Urian T. Kim, MD, Yingheng Liu, MD, Steven Rogers, MD; Mount Sinai Beth Israel Hospital, New York, NY
Introduction: Clostridioides difficile infection (CDI) occurs mostly after antibiotics use and presents almost invariably with watery diarrhea. Here, we described an unusual presentation of fulminant CDI in a middle aged woman who was admitted with altered mental status and ileus but no diarrhea.
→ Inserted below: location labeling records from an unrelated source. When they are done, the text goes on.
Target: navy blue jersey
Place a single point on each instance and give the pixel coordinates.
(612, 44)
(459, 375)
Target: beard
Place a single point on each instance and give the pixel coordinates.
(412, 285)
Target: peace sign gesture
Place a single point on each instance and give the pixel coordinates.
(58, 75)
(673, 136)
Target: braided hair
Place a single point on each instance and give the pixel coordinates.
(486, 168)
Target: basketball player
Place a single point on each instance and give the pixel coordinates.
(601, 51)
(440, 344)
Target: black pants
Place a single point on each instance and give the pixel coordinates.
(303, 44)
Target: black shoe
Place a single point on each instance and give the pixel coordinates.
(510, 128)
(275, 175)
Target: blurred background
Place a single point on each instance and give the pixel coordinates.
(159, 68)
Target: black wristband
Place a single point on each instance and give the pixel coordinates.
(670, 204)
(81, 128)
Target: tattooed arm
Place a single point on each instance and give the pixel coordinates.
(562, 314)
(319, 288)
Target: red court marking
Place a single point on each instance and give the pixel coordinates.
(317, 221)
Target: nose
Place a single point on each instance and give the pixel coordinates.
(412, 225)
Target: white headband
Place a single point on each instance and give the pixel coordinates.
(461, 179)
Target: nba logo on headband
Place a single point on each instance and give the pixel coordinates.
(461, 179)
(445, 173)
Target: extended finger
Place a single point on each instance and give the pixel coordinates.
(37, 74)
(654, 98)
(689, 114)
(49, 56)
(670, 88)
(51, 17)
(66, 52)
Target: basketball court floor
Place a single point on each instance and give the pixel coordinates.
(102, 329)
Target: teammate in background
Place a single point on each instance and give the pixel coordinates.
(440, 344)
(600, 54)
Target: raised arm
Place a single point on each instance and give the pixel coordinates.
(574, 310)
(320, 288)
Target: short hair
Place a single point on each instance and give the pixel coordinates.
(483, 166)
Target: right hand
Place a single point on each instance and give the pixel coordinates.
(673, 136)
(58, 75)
Methods: A 62-year-old woman with a history of schizophrenia was admitted to inpatient psychiatry for treatment of schizophrenia. On hospital day 47, she was found to be severely somnolent with fecal incontinence. Vital signs were notable for tachycardia and fevers. Physical exam was remarkable for abdominal distension, tympany with hypoactive bowel sounds, and diffuse abdominal tenderness. Laboratory revealed marked leukocytosis of white blood cells (WBC) 51 x 109 cells/L, lactate 3.66 mg/dL, and acute kidney injury with creatinine 1.4 mg/dL. Abdomen and pelvis CT showed proctocolitis and distension of rectum and left colon along with significant stool burden. The patient was initially started on broad spectrum antibiotics for severe sepsis of unknown origin however without significant improvement. She was managed for constipation with oral bowel regimen, tap water enemas, suppositories, and manual disimpactions. Given persistent leukocytosis and overflow diarrhea, stool C. difficile toxin was checked and resulted positive. The patient was subsequently treated for fulminant CDI with oral vancomycin, vancomycin enemas and intravenous metronidazole. After the 14-day course of antibiotics, her abdominal pain and distension resolved and leukocyte count normalized Discussion: The most common symptom of CDI is watery diarrhea which is often associated with abdominal pain, fever, and leukocytosis. Unique features in our case include lack of diarrhea, a significantly high WBC count and no history of recent antibiotics use. The abdominal pain and distention were attributed to stool impaction. Persistent high WBC, minimal response to bowel regimen, and ileus led to further investigation with C. difficile stool test in our patient. Symptoms resolved after proper treatment of CDI. It was reported that CDI can present acutely as ileus with constipation and absence of diarrhea . This is due to pooling of secretions in dilated and atonic colon. These patients are at high risk to progress rapidly to toxic megacolon and perforation if not treated promptly. CDI should be considered in the context of unexplained severe sepsis with high WBC even without diarrhea.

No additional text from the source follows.